Price Elasticity of Demand = Percentage Change in Quantity Demand /Percentage Change in Quantity Demand
4.2). Answer:
Five categories of price elasticity of demand are following as-
a). Perfect Elastic Demand: when a little or small change in price result in major change in quantity demand. Here elasticity of demand is greater than 1.
b). Perfect Inelastic Demand: When quantity in demand is stable and not affected by price change. Here elasticity of demand is equal to 0.
c). Relatively Elastic Demand: When the % change in quantity in demand is little more than % change in price. Here elasticity of demand is less than 1.
d). Relatively Inelastic Demand: When the % change in quantity in demand is less than % change in price. Here elasticity of demand is less than 1.
e). Unitary Elastic Demand: When the % change in quantity in demand is equal to % change in price. Here elasticity of demand =1.
4.3). Answer:
Relationship between the total revenue from the sales of a product and the price elasticity of the demand for the product.
The revenue depends upon the demand or sales of total number of units on a specific price. Or we can say that Revenue = Total number of units sale * price.
We have say that there are five category of elasticity of demand and in every category relation between price and total quantity of demand is different. Here we will understand the relationship between the total revenue from the sales of a product and the price elasticity of the demand for the product separately for every category.
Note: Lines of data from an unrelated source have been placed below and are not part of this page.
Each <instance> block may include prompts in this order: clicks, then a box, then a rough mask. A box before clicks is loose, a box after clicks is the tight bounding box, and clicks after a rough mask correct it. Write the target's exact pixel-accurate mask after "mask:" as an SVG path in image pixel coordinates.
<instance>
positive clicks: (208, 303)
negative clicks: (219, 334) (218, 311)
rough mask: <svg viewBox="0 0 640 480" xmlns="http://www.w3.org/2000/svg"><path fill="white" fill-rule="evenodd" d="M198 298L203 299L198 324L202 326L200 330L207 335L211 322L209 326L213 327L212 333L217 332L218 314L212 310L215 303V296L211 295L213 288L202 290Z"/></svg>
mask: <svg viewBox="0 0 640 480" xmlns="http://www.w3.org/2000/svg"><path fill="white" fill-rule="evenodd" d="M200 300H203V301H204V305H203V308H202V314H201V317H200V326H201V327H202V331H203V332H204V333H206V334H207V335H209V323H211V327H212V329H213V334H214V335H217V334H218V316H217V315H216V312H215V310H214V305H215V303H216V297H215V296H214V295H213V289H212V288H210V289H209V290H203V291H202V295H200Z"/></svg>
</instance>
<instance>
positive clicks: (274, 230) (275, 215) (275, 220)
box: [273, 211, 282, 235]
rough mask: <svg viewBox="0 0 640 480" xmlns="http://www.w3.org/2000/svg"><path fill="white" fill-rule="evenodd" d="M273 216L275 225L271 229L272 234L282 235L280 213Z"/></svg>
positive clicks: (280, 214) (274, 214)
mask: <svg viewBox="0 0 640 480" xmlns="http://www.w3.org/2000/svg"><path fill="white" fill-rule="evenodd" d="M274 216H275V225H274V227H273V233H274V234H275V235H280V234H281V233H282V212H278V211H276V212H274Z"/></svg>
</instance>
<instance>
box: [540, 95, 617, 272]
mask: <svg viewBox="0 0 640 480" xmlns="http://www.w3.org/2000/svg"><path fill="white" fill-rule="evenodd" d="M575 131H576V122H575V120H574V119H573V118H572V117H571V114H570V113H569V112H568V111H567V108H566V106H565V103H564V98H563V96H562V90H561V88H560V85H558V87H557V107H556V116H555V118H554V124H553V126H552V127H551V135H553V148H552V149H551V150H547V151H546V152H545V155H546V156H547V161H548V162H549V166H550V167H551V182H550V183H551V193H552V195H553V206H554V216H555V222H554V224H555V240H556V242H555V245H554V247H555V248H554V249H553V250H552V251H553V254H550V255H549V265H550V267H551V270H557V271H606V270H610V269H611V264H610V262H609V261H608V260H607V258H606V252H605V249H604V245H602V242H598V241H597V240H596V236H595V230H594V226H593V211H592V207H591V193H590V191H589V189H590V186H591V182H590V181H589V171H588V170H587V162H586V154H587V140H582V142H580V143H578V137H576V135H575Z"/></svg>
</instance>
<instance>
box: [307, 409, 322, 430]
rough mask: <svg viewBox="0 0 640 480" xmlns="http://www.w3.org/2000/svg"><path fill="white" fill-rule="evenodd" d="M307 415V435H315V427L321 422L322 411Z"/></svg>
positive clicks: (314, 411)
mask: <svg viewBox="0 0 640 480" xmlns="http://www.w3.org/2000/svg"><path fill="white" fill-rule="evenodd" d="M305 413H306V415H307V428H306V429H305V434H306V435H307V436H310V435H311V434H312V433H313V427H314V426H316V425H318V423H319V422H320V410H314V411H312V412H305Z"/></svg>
In category 'a' (Perfect Elastic Demand) where, elasticity of demand is greater than 1 so, if a firm decreases the price level then the firm will sale more units and raise revenue level because here, a little or small change in price result in major change in quantity demand and vice-versa.
in category 'b' (Perfect Inelastic Demand) where, elasticity of demand is equal to 0.So, here a firm can earn more profit to increase the price level because quantity in demand is stable and does not not affected by the price change.
In category 'c' (Relatively Elastic Demand) a company can generate more revenue through the price change(decrease) and vice versa because here the % change in quantity in demand is little more than % change in price.
In category 'd' here, Company can not generate a positive revenue in case of raising the price level and vice-versa because the % change in quantity in demand is less than % change in price. Here elasticity of demand is less than 1.
In category 'f' here, company can raise revenue through increasing the price level because the % change in quantity in demand is equal to % change in price. Here elasticity of demand =1.